Flash-aware, transactional, copy-on-write file systems are essential here. Tuxera’s solutions manage flash wear, handle high-frequency data logging, and recover rapidly from sudden power losses. Unlike traditional journaling file systems, which require time-consuming replays on every reboot, these file systems can recover in as little as 20 ms while maintaining 100% data integrity, even after enduring a large number of power interruptions. This enables accurate billing and immediate service resumption, no matter how unstable the grid environment may be.
Our file systems achieve this resilience through dynamic transaction points and copy-on-write mechanisms. These techniques safeguard the consistency of both metadata and user data. They ensure that the system can always return to a known good state without lengthy disk checks or manual intervention, minimizing downtime and service disruption.
Importantly, these file systems are designed for minimal resource use. In the highly constrained environments typical of smart meters, solutions like the Tuxera Edge File System can operate with as little as 4 KB of RAM and 11 KB of ROM, delivering robust performance without demanding additional hardware or expanding the device footprint.
Many smart meters run on proprietary or real-time operating systems, including custom variants developed by OEMs. Because of this, file systems must be portable and easily adaptable to diverse platforms. This gives OEMs greater flexibility to modify or upgrade their hardware designs without having to overhaul their file systems or embedded software.
While porting may still be required, using a portable file system reduces reliance on in-house development and minimizes the engineering overhead. By relying on proven, adaptable file system architectures, manufacturers can streamline integration, avoid costly re-architecture, and accelerate time-to-market while maintaining system reliability.

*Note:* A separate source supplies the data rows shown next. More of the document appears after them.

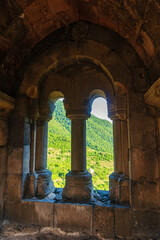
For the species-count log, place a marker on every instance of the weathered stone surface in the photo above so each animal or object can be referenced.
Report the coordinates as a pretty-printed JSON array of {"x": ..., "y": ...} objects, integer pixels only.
[
  {"x": 142, "y": 132},
  {"x": 145, "y": 224},
  {"x": 14, "y": 187},
  {"x": 116, "y": 45},
  {"x": 144, "y": 164},
  {"x": 15, "y": 157},
  {"x": 29, "y": 212},
  {"x": 123, "y": 222},
  {"x": 3, "y": 158},
  {"x": 145, "y": 194},
  {"x": 104, "y": 221},
  {"x": 73, "y": 217},
  {"x": 3, "y": 132}
]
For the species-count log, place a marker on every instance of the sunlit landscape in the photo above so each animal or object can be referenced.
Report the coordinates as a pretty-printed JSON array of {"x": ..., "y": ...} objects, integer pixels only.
[{"x": 99, "y": 148}]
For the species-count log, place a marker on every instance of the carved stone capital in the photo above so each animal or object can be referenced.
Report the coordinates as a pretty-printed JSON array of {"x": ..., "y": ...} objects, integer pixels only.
[
  {"x": 78, "y": 187},
  {"x": 7, "y": 104},
  {"x": 34, "y": 110},
  {"x": 152, "y": 96},
  {"x": 74, "y": 109},
  {"x": 117, "y": 113}
]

Overall, these software solutions enable smart meter manufacturers to extend device lifespans from 18 years to over 30 years, significantly reduce maintenance costs and unexpected replacements, and ensure consistent, reliable data accuracy throughout the meters’ operational life. This helps utilities and OEMs stay compliant with evolving regulatory demands and meet their long-term ESG commitments.
Key Takeaways
As the energy and water sectors become increasingly digital, resilient embedded design will determine which smart meter manufacturers lead the field. For engineers, this calls for a shift to a systems-level mindset that treats software not as an afterthought but as a core enabler of device performance and longevity.
For business leaders, it means treating data integrity not as a technical challenge but as a business-critical capability. By embedding intelligence into the heart of smart meters, the industry can reduce data errors and deliver on the full promise of infrastructure modernization.